Video as a corporate communication channel
During 2014, a significant proportion of my time was spent producing a series of bite-sized videos. These were designed to build awareness and understanding of and excitement about IT’s changing role in the business. Before joining the webinar, I was questioning the wisdom of putting so much resource into video. I was therefore interested to find that the webinar’s core proposition was that video can be an effective driver of social engagement and networking within businesses …. but you have to do it right.
Doing it right.
The trouble is that user expectations of video are based on their experience with YouTube that offers easy upload and playback, portability across different applications as well as different devices, opportunities for interactivity (rating / commentary), and so on.
However, the standard video capability available with enterprise collaboration platforms such as SharePoint, Yammer and Jive, does not deliver YouTube performance and functionality. More likely, business users are stuck with a highly inflexible format that may or may not play back on mobile devices. It might also put such a burden on the network that it could adversely affect the performance of other applications and it could also present a multitude of storage and security issues.

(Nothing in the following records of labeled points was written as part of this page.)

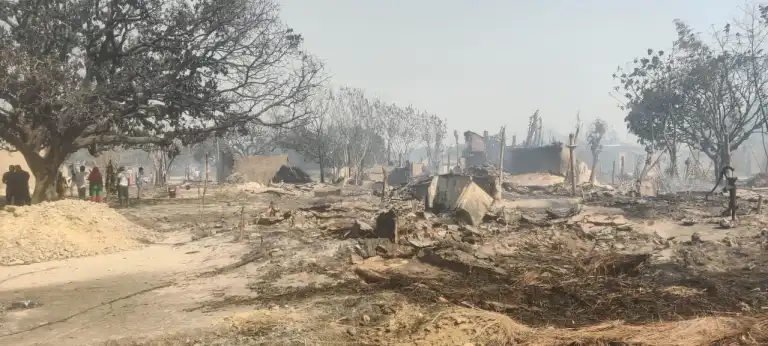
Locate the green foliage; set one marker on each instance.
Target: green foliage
(706, 96)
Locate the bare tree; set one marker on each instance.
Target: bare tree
(594, 138)
(92, 74)
(533, 137)
(315, 136)
(408, 134)
(433, 134)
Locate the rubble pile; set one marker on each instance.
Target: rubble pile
(237, 178)
(65, 229)
(291, 175)
(759, 180)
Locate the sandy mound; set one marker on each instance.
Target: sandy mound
(65, 229)
(759, 180)
(234, 190)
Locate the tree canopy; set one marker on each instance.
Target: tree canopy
(94, 73)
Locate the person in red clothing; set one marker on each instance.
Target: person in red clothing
(96, 182)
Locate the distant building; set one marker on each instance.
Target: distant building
(474, 149)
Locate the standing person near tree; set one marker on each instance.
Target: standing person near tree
(10, 184)
(61, 185)
(110, 186)
(96, 183)
(22, 195)
(139, 181)
(79, 180)
(123, 182)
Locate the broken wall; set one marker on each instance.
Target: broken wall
(548, 159)
(460, 194)
(260, 169)
(15, 158)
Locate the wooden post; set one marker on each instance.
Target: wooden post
(384, 183)
(205, 188)
(458, 155)
(621, 167)
(732, 194)
(449, 159)
(502, 144)
(571, 147)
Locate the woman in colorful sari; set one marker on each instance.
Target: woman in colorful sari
(96, 183)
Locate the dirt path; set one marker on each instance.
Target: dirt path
(130, 293)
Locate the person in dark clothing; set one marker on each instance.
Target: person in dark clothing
(8, 180)
(96, 182)
(22, 195)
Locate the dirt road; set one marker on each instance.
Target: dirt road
(306, 275)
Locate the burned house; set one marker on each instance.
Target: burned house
(475, 149)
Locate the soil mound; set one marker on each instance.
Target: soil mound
(759, 180)
(65, 229)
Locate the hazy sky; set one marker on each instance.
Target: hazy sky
(485, 63)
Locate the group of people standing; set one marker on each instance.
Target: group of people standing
(16, 182)
(89, 184)
(97, 185)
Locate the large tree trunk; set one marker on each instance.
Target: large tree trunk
(593, 173)
(45, 169)
(389, 153)
(321, 161)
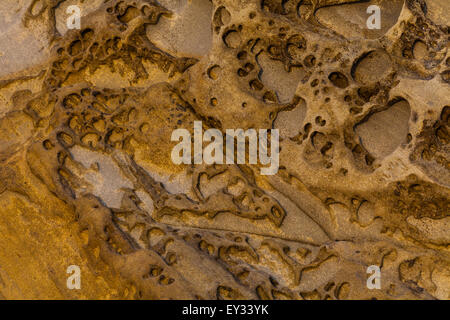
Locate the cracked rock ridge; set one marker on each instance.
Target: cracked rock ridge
(86, 176)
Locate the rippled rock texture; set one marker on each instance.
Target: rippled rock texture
(86, 176)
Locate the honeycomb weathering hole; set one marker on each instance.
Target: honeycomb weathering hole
(384, 131)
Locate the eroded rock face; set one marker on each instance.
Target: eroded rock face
(86, 175)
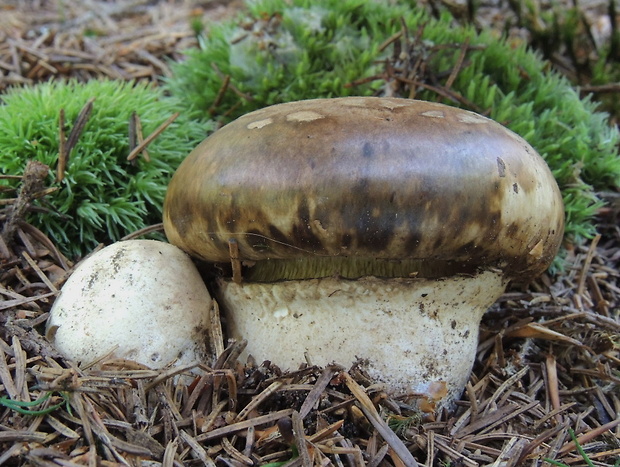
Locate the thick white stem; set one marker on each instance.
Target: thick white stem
(410, 333)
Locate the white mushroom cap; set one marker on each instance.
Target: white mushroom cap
(335, 201)
(141, 300)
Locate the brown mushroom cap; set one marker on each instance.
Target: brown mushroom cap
(364, 177)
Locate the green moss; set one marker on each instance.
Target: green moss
(289, 50)
(103, 196)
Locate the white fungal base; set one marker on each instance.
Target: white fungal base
(411, 333)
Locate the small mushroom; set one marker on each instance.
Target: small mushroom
(369, 230)
(141, 300)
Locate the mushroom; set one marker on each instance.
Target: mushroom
(366, 230)
(140, 300)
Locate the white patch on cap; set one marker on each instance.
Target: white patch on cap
(393, 104)
(468, 117)
(354, 102)
(259, 124)
(304, 116)
(281, 313)
(434, 114)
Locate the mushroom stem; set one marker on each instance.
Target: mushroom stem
(411, 333)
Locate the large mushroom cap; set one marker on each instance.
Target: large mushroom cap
(369, 178)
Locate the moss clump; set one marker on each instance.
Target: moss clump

The Media Platform webinar was promoting their own “Enterprise YouTube Solution” but they first posed the question: Why does video drive increased enterprise social collaboration solution adoption?
The facts they presented were persuasive:
- The average American watches 90 minutes of video a day on a mobile device.
- In addition to being the largest video site, YouTube is also the second largest search engine on the internet.
- YouTube is where many people, certainly where most millennials, go to learn.
Research has shown that video has a much higher adoption ratio in every type of organisation than even the most popular social collaboration solutions with the two key uses being training and productivity. Many studies have demonstrated that video is a more memorable and efficient way to learn than any other media. Using corporate training videos and giving employees the ability to learn when and how they like, participation and productivity both go up.
Media Platform’s demonstration of their Enterprise YouTube solution developed for SharePoint, Yammer and Jive was a useful checklist in what to consider when using video as a corporate messaging channel. However, what I’ve learned over the past year is that simply deploying the equivalent of a familiar and highly popular channel within your organisation is no guarantee of success. As always, the content needs to be relevant and worth the effort. Even more importantly, the channel needs to suit the cultural environment. The increasing prevalence of corporate training videos shows that most organisations already have a platform they can exploit to get the benefit of a tool that is proving to be an effective driver of social engagement and networking.